ボードウォークの恋人たち
***

勤務が定時に終わり、何となく帰りたくないなと思ったものの帰る場所は一つしかなくて、真っすぐ帰宅することにした。
ハルの学会発表は明日に迫っていて、今夜は会場のホテルに前泊して準備をするとかで今朝慌ただしく出て行ったから今日は一人だ。

正しくは今夜も、か。

彼女からの呼び出しがあったあの晩からハルは着替えをしに短時間帰ってくるだけで、自宅のベッドで寝ることはなかった。
今朝も私が朝食を食べている時に帰って来てシャワーを浴び着替えをするとまたすぐに出ていった。

何か話しかけられた気はするけど、ハルに背を向け流し台で食器を洗っていたから耳に入って来なかった。
ハルの方も返事は期待していなかったのだろう。洗いものを終えた時には玄関に向かう足音が聞こえ、次に玄関ドアが閉まる音がした。

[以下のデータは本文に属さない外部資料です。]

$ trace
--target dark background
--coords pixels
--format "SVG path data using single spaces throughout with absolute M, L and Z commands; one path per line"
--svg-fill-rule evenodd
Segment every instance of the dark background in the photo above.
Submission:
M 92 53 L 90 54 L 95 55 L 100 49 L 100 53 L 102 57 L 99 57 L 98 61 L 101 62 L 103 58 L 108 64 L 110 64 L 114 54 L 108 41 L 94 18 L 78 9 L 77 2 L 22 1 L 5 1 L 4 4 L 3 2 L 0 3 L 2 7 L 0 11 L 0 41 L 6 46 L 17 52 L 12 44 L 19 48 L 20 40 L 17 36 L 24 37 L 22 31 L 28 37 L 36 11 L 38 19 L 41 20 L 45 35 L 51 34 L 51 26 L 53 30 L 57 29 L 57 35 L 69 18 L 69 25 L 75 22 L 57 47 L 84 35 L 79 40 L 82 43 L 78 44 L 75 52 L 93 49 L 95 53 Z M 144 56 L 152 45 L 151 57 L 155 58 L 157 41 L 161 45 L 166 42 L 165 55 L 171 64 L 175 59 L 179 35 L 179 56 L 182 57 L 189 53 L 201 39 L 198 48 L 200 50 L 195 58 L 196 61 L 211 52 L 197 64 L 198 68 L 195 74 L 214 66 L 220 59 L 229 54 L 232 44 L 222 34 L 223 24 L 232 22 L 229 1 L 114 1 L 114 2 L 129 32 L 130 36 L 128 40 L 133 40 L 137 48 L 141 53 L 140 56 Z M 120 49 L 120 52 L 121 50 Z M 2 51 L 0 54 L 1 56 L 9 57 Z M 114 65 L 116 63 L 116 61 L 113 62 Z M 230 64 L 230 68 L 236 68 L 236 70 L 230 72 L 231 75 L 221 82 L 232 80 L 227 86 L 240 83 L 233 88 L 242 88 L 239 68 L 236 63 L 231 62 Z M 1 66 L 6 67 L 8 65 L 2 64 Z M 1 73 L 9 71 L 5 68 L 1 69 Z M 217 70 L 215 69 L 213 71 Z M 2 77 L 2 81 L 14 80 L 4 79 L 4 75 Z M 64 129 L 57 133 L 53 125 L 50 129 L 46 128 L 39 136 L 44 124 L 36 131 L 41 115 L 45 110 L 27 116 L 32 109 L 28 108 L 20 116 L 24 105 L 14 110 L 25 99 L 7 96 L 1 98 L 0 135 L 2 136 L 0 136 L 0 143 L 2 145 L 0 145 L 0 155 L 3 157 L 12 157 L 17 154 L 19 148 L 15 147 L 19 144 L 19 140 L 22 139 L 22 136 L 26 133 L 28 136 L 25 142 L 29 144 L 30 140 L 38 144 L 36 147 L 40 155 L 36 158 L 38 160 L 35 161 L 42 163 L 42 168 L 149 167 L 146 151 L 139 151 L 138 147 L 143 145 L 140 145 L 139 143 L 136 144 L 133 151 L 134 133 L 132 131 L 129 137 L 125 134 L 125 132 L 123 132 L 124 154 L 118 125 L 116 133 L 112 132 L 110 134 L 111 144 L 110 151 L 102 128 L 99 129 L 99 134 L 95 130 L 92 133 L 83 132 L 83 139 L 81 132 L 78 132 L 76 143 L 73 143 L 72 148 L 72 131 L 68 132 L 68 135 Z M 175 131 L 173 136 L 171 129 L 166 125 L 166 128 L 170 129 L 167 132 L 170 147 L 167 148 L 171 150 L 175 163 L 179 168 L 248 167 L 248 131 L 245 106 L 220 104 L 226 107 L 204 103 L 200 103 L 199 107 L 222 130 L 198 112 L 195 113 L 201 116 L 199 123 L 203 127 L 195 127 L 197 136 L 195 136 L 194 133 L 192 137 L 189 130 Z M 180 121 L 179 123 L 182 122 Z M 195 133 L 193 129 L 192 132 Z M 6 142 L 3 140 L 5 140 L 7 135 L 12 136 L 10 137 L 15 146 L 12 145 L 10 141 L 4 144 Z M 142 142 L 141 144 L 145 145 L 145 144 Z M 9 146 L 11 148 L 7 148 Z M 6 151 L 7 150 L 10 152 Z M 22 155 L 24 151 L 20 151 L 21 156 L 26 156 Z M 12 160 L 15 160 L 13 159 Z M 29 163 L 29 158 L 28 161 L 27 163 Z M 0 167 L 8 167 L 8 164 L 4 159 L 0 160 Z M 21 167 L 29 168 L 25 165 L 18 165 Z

一緒に暮らしているはずなのに私とハルの距離は遥か遠い。

こんな思いをしてまでここにいる必要があるんだろうか、そんなことばかり考えてしまうのは私の中にハルへの消せない恋心があるからだろう。

エレベーターを降りハルと私が暮らすマンションの玄関まであと少し、という時だった。

ドアが内側から開き、中から人が出てきた。

あ、ハル。
えーーーー?
そして、ハルの身体の影からもう1つの姿。

「やだぁー、ハルったらぁ」
「やめろ、その言い方」
甘えるような猫なで声でハルの右腕にくっついたふわふわカールの小柄な女性の姿。

驚きで息が止まりそうになった。

ここに女性は出入りしないと言ったのに。